For an innovation-focused big data initiative to mature into a permanent, value-providing part of the infrastructure, the data must move through three phases.
Phase 1: Data storage
The first level of data ingestion is essentially a flat file storage of the data. This means that all data – whether unstructured files or dumps of relational databases – is migrated into the unstructured data environment with little or no adjustment. Assuming the systems are in place, this can typically be done quite quickly, especially for a limited set of data. However, there’s not a lot of value provided during this phase aside from distributed storage.
Some organizations with terabytes of data and high data archival costs have found dramatic cost reductions through the use of Hadoop for distributed data storage. As organizations simultaneously experiment with telematics, IoT, drones, or other sources of high-volume data, however, a distributed data solution provides a way for the company to gather and store all of the data before fully understanding how to utilize it.
Phase 2: Data warehouse replacement
The second level of data maturity in a big data technology system is when the organization has an overlaid structure that allows querying the data across multiple data sets. This essentially recreates a traditional enterprise data warehouse, at least from a perceived value by the end users.
One of the values of working with an unstructured data environment is that full normalization across all loaded data isn’t necessary. (Many an EDW project has gone over budget or failed due to the complexities of defining a normalized data model that will support all of an insurer’s data across systems and lines of business.) However, this has led to a mistaken belief that no normalization is necessary. At some point, if an organization is to join across two different data sets that both have a notion of customer (for example) there will need to be some form of data model to allow this.

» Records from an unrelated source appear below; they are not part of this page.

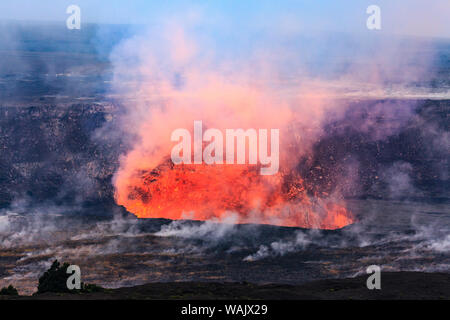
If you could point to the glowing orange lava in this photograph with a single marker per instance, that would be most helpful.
(203, 192)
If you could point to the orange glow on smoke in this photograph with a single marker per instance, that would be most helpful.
(231, 96)
(203, 192)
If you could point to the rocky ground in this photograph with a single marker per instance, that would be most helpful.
(395, 285)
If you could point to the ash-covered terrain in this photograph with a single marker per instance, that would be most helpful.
(61, 144)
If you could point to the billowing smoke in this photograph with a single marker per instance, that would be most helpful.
(169, 79)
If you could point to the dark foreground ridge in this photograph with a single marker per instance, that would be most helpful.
(394, 285)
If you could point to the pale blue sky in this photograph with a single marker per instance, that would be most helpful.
(413, 17)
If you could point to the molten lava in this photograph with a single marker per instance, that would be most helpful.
(203, 192)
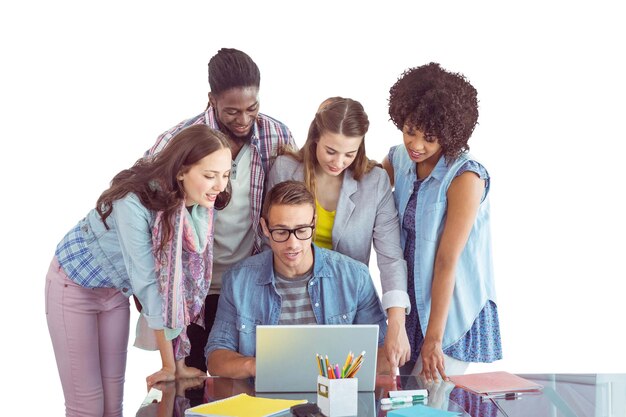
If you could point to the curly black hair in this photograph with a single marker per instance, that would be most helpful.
(437, 102)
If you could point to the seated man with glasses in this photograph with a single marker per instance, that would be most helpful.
(294, 283)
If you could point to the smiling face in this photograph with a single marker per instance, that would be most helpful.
(421, 148)
(292, 257)
(336, 152)
(236, 110)
(203, 181)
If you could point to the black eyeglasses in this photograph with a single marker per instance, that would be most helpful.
(301, 233)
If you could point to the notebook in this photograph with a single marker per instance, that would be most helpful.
(242, 405)
(494, 383)
(285, 355)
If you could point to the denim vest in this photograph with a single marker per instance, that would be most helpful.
(474, 281)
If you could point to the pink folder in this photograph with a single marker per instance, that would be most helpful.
(494, 383)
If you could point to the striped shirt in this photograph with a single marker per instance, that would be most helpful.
(295, 306)
(268, 136)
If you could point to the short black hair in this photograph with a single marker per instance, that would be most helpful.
(288, 193)
(231, 68)
(437, 102)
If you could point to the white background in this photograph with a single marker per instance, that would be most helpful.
(86, 88)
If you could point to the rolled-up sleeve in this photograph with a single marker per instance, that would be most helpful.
(369, 310)
(224, 333)
(133, 222)
(389, 255)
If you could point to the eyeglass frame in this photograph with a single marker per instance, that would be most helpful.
(292, 231)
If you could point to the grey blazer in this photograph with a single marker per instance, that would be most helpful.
(366, 212)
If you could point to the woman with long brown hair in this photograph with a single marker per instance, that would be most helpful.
(150, 235)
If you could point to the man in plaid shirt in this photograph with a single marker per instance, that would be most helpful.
(254, 138)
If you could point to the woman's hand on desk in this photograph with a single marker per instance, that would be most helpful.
(397, 347)
(432, 360)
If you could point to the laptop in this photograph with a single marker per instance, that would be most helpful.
(285, 355)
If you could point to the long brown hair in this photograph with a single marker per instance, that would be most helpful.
(155, 180)
(340, 116)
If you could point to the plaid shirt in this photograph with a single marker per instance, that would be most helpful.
(268, 136)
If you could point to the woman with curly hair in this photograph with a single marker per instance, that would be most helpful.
(354, 205)
(151, 236)
(441, 195)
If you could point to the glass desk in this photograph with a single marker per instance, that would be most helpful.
(563, 395)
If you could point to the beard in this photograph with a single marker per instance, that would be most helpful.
(238, 140)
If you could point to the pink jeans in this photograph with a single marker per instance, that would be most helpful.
(89, 332)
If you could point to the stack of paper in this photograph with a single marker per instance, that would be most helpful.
(494, 383)
(421, 411)
(242, 405)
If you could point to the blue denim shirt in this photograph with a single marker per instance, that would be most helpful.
(118, 257)
(341, 291)
(474, 280)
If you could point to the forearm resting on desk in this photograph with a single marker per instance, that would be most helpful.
(231, 364)
(382, 364)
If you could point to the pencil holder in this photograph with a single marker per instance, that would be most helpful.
(337, 397)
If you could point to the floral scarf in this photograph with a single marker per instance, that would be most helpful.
(184, 267)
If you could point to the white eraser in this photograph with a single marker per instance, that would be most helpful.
(408, 392)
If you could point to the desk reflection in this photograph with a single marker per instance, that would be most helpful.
(563, 395)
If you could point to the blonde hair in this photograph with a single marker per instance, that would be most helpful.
(340, 116)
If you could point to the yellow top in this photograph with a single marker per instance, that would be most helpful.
(324, 226)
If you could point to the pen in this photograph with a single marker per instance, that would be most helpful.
(319, 364)
(354, 363)
(506, 396)
(345, 365)
(402, 400)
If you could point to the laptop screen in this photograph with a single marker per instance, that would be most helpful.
(286, 361)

Unlike a relational database, however, that model can be defined after the data is already in place, and the definition can be limited only to the key factors needed for the reporting. Essentially, the normalization is delayed, reduced, and does not require any foreknowledge of how the data will be utilized.
Phase 3: New insights and new capabilities
The third level of data maturity is when there are new taxonomies and visualizations on top of the unstructured data environment, allowing insight that isn’t available with a traditional data warehouse. This can mean a model that layers a complex, unstructured data source (such as telematics reports or drone images) on top of the insurer’s claims experience, providing the opportunity to query against both data sets to discover new risks. It also means the ability to use new visualization tools across the full sets of data to identify anomalies and factors that weren’t available with traditional data where so much of the analysis was predetermined by the initial normalized model.
Proving value early
One of the values of an unstructured data environment is that it’s not necessary to move all of an organization’s data into the system before moving to later phases. With an enterprise data warehouse, failing to consider some data during the initial creation of a normalized model can create serious problems later on. With unstructured data that is not the case. This means an organization that is innovating with Hadoop or a distributed database can limit initial experiments to a few sources, building up an expertise and layering more and more data into the environment later.
In fact, in order to secure additional funding from the organization to continue a big data project, it’s important that the team get at least some Phase 3 visualization on top of the data as quickly in the timeline as possible. This will allow business users to not just validate and QA the data, but to see what kind of new values will be made available to them as the work continues.